Rare Disease Company

Many pharmaceutical companies research and develop drugs and treatments for diseases that affect more people.  A larger potential consumer base implies greater sales.  Every company is in business to accomplish its primary mission and make money in the process to fund product manufacture, research and development, salaries, rent, etc.  Simple math shows that more sales revenue equals longevity, so several pharmaceutical companies compete with each other for effective treatments for diseases that affect millions of people annually.

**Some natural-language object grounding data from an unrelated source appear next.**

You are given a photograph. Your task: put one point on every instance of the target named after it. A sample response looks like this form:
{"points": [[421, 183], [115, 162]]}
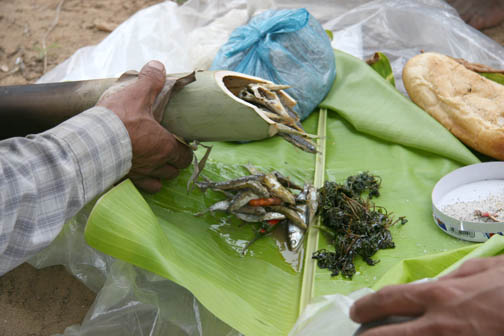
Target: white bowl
{"points": [[471, 183]]}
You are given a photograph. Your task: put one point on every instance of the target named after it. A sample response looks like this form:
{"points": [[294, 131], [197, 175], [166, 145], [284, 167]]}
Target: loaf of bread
{"points": [[467, 104]]}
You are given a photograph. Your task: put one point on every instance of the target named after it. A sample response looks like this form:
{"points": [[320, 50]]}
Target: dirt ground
{"points": [[35, 36]]}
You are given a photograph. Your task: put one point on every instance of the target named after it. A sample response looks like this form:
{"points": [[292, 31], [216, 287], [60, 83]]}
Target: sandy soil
{"points": [[44, 302]]}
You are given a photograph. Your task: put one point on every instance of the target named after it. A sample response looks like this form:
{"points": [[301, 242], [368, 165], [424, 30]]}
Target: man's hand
{"points": [[156, 153], [468, 301]]}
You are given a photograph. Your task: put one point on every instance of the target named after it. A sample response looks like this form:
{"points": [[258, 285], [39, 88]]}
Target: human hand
{"points": [[466, 302], [156, 153]]}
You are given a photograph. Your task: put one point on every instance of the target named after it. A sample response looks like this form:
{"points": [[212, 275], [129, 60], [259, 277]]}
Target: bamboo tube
{"points": [[206, 110]]}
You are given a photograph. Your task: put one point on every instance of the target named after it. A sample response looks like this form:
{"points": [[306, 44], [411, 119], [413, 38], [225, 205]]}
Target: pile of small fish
{"points": [[267, 198], [279, 110]]}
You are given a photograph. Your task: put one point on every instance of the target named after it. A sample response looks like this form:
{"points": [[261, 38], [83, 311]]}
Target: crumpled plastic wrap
{"points": [[274, 43], [131, 301]]}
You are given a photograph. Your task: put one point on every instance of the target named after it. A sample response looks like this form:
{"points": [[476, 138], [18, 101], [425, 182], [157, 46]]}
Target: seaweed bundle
{"points": [[356, 225]]}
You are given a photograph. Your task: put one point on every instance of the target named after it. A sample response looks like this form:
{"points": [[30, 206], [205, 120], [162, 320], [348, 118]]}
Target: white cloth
{"points": [[46, 178]]}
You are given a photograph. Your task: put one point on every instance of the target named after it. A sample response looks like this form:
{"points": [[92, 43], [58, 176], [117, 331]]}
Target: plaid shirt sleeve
{"points": [[46, 178]]}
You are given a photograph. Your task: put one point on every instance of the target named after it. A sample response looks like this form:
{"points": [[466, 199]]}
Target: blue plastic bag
{"points": [[286, 47]]}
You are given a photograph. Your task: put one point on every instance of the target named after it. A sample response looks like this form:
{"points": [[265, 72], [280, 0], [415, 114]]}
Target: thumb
{"points": [[152, 77]]}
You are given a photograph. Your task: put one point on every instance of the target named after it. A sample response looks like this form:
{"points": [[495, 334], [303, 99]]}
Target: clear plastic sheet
{"points": [[131, 301]]}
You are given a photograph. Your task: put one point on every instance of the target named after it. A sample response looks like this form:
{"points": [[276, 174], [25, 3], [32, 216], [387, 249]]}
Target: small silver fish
{"points": [[285, 181], [249, 210], [273, 216], [248, 218], [301, 197], [312, 203], [292, 215], [241, 199], [277, 189], [295, 236]]}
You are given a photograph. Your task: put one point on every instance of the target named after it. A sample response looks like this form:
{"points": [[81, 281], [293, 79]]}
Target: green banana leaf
{"points": [[370, 126]]}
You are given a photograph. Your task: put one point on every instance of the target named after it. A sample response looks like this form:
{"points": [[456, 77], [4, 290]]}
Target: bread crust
{"points": [[470, 106]]}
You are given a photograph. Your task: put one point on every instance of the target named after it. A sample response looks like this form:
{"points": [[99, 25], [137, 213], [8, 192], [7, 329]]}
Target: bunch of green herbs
{"points": [[355, 225]]}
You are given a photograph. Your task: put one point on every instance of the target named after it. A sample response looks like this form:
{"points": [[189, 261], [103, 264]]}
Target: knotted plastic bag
{"points": [[286, 47]]}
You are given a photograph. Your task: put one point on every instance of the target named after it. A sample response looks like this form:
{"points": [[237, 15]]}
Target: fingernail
{"points": [[156, 65], [352, 312]]}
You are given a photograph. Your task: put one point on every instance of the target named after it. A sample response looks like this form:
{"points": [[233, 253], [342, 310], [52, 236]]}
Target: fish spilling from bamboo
{"points": [[278, 109], [268, 199]]}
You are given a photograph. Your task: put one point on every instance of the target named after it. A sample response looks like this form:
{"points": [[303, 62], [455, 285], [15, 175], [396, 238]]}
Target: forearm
{"points": [[46, 178]]}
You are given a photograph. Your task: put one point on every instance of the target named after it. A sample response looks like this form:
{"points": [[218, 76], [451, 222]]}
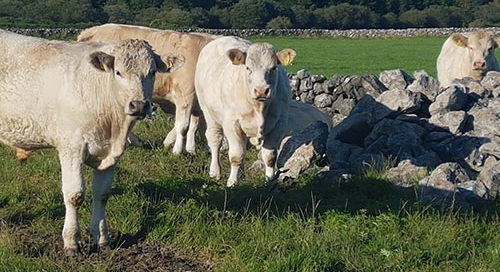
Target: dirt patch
{"points": [[126, 253]]}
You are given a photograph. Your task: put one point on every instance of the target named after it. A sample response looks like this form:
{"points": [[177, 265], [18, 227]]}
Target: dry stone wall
{"points": [[416, 124]]}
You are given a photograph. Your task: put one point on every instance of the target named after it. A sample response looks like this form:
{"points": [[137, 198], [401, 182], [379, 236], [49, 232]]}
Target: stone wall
{"points": [[412, 122], [350, 33]]}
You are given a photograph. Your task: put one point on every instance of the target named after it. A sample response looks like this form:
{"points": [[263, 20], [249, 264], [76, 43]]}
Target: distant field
{"points": [[362, 56]]}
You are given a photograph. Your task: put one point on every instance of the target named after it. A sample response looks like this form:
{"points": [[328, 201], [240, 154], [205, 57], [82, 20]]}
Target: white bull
{"points": [[467, 56], [82, 99], [243, 92]]}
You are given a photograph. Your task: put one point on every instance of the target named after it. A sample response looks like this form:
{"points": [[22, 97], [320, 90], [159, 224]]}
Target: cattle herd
{"points": [[83, 98]]}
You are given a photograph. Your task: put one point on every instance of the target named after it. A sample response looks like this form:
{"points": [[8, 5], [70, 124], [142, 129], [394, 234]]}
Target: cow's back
{"points": [[452, 62], [219, 83]]}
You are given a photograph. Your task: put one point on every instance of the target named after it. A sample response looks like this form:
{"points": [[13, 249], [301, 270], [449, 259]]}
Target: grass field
{"points": [[362, 224], [362, 56]]}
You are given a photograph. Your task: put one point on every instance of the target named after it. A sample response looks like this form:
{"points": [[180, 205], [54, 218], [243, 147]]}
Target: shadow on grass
{"points": [[312, 196]]}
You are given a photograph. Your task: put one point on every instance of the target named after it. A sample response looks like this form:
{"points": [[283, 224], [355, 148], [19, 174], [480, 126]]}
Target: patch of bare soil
{"points": [[126, 253]]}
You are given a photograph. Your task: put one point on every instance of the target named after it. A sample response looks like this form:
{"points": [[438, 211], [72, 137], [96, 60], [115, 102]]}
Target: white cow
{"points": [[176, 88], [243, 92], [82, 99], [467, 56]]}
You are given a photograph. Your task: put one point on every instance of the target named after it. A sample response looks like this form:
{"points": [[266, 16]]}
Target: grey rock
{"points": [[406, 171], [363, 160], [338, 153], [318, 88], [452, 98], [437, 136], [491, 148], [305, 85], [307, 97], [390, 128], [400, 100], [491, 81], [486, 120], [395, 79], [473, 190], [337, 118], [456, 149], [318, 78], [490, 176], [372, 85], [301, 149], [343, 106], [425, 85], [445, 177], [454, 121], [323, 100]]}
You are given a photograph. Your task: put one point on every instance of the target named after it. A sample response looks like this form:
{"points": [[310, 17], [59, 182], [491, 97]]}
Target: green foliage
{"points": [[252, 14], [279, 22]]}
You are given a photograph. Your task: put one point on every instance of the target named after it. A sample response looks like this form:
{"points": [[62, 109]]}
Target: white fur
{"points": [[51, 96], [225, 94]]}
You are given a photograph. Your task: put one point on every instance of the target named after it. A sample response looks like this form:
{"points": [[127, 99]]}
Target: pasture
{"points": [[165, 213]]}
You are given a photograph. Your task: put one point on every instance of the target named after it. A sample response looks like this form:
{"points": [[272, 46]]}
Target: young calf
{"points": [[82, 99], [243, 92]]}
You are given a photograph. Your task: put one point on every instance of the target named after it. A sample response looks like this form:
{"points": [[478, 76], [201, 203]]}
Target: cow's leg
{"points": [[118, 143], [190, 141], [101, 190], [269, 158], [214, 140], [73, 188], [237, 143], [182, 116], [134, 140]]}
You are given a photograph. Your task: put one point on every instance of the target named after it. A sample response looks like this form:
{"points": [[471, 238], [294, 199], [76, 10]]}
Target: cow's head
{"points": [[481, 45], [133, 66], [262, 67]]}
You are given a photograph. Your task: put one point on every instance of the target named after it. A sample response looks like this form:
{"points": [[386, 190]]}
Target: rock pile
{"points": [[415, 124]]}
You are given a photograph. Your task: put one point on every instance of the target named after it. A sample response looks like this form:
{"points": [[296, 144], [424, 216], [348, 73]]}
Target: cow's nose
{"points": [[262, 92], [479, 64], [139, 107]]}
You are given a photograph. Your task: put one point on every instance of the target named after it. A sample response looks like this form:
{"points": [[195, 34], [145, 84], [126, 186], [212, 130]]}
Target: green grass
{"points": [[362, 224], [361, 56]]}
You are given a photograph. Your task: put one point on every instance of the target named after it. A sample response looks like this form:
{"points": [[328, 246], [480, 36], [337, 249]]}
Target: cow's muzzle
{"points": [[262, 93], [140, 108]]}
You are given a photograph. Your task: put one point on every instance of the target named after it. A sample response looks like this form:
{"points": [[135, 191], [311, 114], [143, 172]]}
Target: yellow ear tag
{"points": [[287, 59]]}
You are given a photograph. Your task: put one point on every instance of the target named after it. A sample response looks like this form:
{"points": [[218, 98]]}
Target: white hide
{"points": [[75, 97], [232, 96], [460, 53]]}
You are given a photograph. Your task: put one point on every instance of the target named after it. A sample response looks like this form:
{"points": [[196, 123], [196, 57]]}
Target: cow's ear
{"points": [[286, 56], [459, 39], [102, 61], [236, 56], [169, 62]]}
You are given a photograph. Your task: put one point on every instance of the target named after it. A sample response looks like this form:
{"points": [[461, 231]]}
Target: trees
{"points": [[253, 13]]}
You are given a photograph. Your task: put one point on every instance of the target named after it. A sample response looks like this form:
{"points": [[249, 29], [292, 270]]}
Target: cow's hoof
{"points": [[230, 183], [191, 151], [106, 163], [71, 252]]}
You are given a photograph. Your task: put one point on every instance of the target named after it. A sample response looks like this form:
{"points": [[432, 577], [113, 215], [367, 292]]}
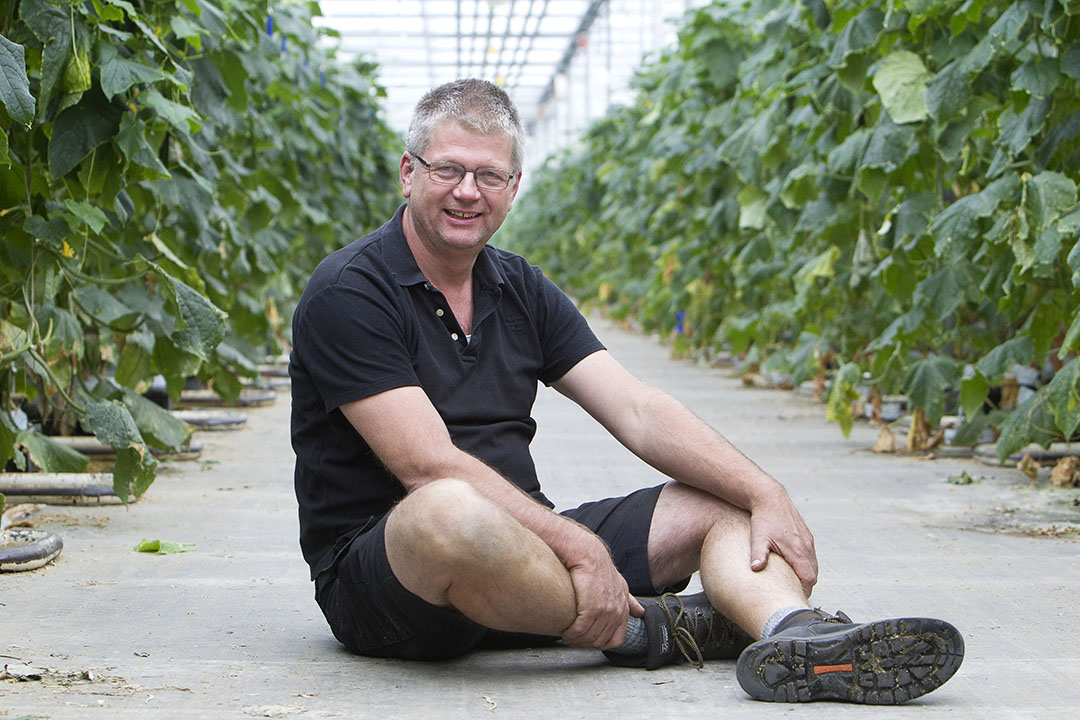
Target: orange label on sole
{"points": [[833, 668]]}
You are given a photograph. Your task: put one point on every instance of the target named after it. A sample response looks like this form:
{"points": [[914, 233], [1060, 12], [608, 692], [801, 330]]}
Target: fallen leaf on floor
{"points": [[963, 478], [162, 546], [1028, 466], [19, 516], [1066, 473], [887, 442]]}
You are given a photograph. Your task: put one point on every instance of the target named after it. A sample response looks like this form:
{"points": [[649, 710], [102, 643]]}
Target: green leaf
{"points": [[1063, 397], [753, 205], [184, 28], [948, 92], [50, 456], [79, 130], [901, 81], [14, 86], [1074, 262], [52, 26], [858, 35], [111, 423], [131, 139], [1030, 422], [1038, 78], [927, 382], [800, 186], [946, 289], [55, 229], [1016, 131], [958, 222], [974, 390], [900, 328], [162, 546], [1050, 193], [103, 307], [1071, 338], [8, 433], [180, 117], [133, 472], [134, 364], [1070, 60], [999, 361], [89, 214], [203, 325], [841, 395], [156, 424]]}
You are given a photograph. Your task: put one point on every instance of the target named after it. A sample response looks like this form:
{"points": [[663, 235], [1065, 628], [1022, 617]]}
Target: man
{"points": [[417, 350]]}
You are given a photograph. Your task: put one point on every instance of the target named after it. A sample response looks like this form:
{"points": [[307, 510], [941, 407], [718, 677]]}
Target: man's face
{"points": [[462, 216]]}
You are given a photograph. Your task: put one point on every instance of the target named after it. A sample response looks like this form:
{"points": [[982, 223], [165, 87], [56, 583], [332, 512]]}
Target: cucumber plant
{"points": [[881, 190], [170, 173]]}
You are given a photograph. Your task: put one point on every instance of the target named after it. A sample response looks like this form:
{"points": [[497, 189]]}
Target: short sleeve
{"points": [[353, 340]]}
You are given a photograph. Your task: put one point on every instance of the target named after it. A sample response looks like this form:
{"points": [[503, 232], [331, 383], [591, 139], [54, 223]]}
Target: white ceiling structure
{"points": [[523, 45]]}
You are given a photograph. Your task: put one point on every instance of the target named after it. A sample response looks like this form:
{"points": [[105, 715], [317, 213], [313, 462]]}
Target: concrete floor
{"points": [[230, 629]]}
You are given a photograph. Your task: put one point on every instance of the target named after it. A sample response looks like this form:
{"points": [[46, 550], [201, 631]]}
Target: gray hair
{"points": [[477, 105]]}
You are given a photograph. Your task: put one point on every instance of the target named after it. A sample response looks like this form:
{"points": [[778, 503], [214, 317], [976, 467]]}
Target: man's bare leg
{"points": [[692, 530], [810, 655], [453, 547]]}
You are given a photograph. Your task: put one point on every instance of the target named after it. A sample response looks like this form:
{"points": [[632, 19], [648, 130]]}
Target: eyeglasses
{"points": [[487, 178]]}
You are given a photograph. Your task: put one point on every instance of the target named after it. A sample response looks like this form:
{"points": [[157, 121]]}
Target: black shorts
{"points": [[372, 613]]}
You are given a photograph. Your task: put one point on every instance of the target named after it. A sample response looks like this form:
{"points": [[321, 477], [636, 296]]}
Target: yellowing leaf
{"points": [[902, 84]]}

A rare disease company focuses on treatments and therapies for rare diseases and therefore will not have the same volume of patients as larger pharma companies.  They must still fund research and development, testing, FDA and other global FDA-equivalent agency approvals, stringent manufacturing processes, etc, all of which are incredibly expensive. Since prices of treatments fund the company’s operations, it stands to reason that the per-unit cost of rare disease therapies is much higher, since far fewer patients are treated.

Another challenge facing a rare disease company is in marketing. The medical community-doctors, nurses, etc may not have heard of either the definition of a particular disease, or a treatment, if one exists. Many doctors learn of new treatments and therapies from sales reps that constantly travel from practice to practice, or at conferences.

There’ a lot of personal gratification and satisfaction to be had when working for a company that produces a medicine or treatment actually saving the lives of children or young adults, helping them live their lives as most “normal” people. This is true especially when the severity of the disease causes a great deal of pain and suffering before certain death.

The World’s Rare Disease Company dedicates itself to serving the smaller population of rare disease sufferers.